Pour Ed Scruggs, leader du Texas Gun Sense (TGS), qui prône un plus grand contrôle des armes à feu, ce qui se passe dans cet État et dans le Michigan est « un sous-type » du conservatisme de droite. « C'est ce que nous appelons les libertaires, qui pensent que le gouvernement ne devrait pas vous dire comment vous comporter, comment agir, comment vous habiller, quoi faire », énumère-t-il. « Le mouvement de droite américain a toujours été lié à ce qu'il croit être des droits qui lui ont été accordés par Dieu à travers la Constitution ».
Car s'il y a un dénominateur commun aux protestations contre le confinement à travers les États-Unis - qu'elles soient armées ou non - c'est l'invocation de la protection des droits constitutionnels ; non pas tant le deuxième amendement, qui protège la possession d'armes à feu, que les libertés individuelles.
Amad récite de mémoire le préambule de la Grande Charte : « Nous, peuple des États-Unis, afin de former une Union plus parfaite, d'établir la justice, d'assurer la tranquillité de la nation, de veiller à la défense commune, de promouvoir le bien-être général et d'assurer les bienfaits de la liberté... ». Et il souligne immédiatement qu'il n'est pas juste « de dire à quelqu'un qu'il doit prendre tout son argent, son temps et le dur labeur investi dans la création d'une entreprise et le jeter aux toilettes ».
De TGS, ils voient que la Constitution peut avoir plusieurs interprétations. « Si essayer de protéger la population contre une pandémie n'est pas promouvoir le bien-être général, je ne sais pas ce qui le fera », ironise Scruggs.

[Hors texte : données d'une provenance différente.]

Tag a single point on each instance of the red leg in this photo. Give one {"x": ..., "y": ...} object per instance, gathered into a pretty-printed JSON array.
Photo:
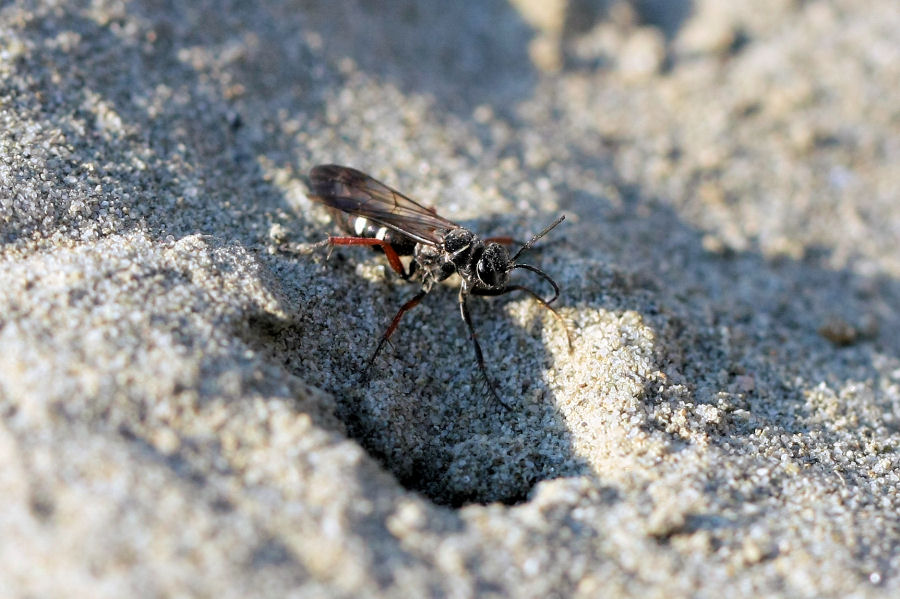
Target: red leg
[
  {"x": 393, "y": 326},
  {"x": 393, "y": 258}
]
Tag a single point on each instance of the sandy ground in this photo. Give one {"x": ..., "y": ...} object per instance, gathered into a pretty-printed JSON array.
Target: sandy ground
[{"x": 181, "y": 410}]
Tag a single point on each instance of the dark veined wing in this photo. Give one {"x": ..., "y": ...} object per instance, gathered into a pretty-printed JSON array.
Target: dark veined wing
[{"x": 355, "y": 192}]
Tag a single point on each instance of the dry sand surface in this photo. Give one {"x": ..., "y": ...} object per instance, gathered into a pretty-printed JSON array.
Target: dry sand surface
[{"x": 181, "y": 410}]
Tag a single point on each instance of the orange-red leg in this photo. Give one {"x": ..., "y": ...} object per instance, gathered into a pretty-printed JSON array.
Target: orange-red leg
[
  {"x": 389, "y": 252},
  {"x": 393, "y": 326}
]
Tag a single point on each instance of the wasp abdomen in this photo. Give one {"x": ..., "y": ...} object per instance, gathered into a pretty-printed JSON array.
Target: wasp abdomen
[{"x": 360, "y": 226}]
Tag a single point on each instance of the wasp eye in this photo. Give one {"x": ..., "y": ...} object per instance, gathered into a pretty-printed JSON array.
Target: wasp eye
[{"x": 493, "y": 267}]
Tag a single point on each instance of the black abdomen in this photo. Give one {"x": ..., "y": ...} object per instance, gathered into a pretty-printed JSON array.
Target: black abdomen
[{"x": 360, "y": 226}]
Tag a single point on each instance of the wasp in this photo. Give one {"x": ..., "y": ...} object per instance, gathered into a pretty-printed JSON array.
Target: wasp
[{"x": 373, "y": 214}]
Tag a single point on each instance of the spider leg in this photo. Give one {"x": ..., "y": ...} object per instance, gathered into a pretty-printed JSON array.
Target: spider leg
[{"x": 536, "y": 297}]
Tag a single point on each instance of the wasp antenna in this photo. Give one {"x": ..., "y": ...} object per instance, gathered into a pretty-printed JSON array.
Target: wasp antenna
[{"x": 534, "y": 239}]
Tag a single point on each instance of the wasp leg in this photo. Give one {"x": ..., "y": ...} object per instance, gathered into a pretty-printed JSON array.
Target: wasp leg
[
  {"x": 412, "y": 303},
  {"x": 479, "y": 357},
  {"x": 536, "y": 297},
  {"x": 389, "y": 251}
]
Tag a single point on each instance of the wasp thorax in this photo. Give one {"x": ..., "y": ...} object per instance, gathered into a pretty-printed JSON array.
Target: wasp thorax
[{"x": 493, "y": 266}]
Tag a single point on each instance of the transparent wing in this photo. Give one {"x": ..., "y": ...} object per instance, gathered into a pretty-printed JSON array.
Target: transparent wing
[{"x": 355, "y": 192}]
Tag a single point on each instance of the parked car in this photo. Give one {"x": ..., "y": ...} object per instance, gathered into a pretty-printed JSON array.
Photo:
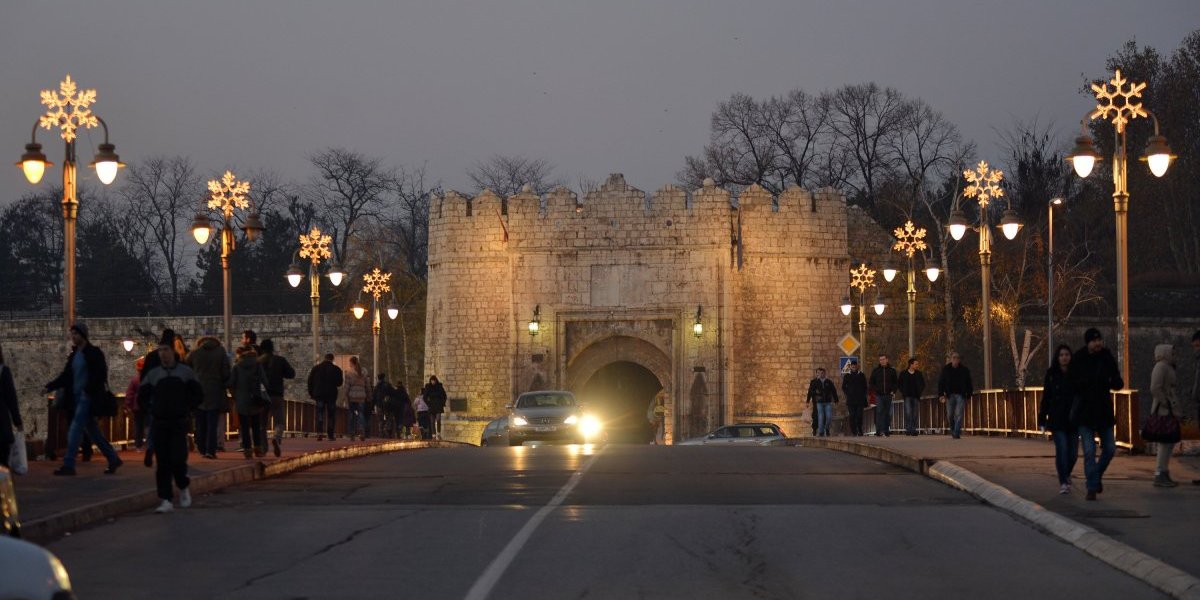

La raison pour laquelle certains manifestants ont recours aux armes à feu dans des endroits comme la Pennsylvanie, le Michigan ou le Texas a un aspect culturel, puisque ces deux derniers sont pour la plupart des États très ruraux avec une forte tradition de chasse, mais cela va au-delà, selon Scruggs, qui souligne la connivence de certaines autorités : « La politique républicaine conservatrice a compté ces dernières décennies sur le groupe libertaire pour se démarquer dans les sondages et les soutenir ».
Politique ou non, telle est la question
Quoi qu'il en soit, le Michigan a un gouverneur démocrate, Gretchen Whitmer, et le Texas a un républicain, Greg Abbott, bien que, pour compliquer les choses, les mesures relatives à l'enfermement dépendent non seulement des gouvernements des États, par opposition au gouvernement fédéral, qui se contente de donner quelques directives, mais aussi des responsables des comtés, qui créent des rythmes différents même au sein d'un même État.
En fait, Amad affirme que les protestations ne sont pas politiques, ce que défend l'un des organisateurs du mouvement Open Texas Grant Bynum, qui est à l'origine des manifestations contre les ordres de rester chez soi dans cet État, bien qu'il affirme qu'elles n'encouragent pas l'utilisation d'armes à l'intérieur : « Nous ne pensons pas que ce soit une bonne idée de les porter dans les protestations ».
« Nous avons des républicains, des démocrates, de nombreux libertaires et indépendants aussi, donc je ne pense vraiment pas qu'ils soient très politiques. Je pense que nous sommes à côté de la liberté et de la possibilité d'avoir des droits humains fondamentaux », dit Bynum, qui se plaint des décisions prises dans certains comtés du Texas. « C'est comme l'Allemagne nazie », se lamente-t-il.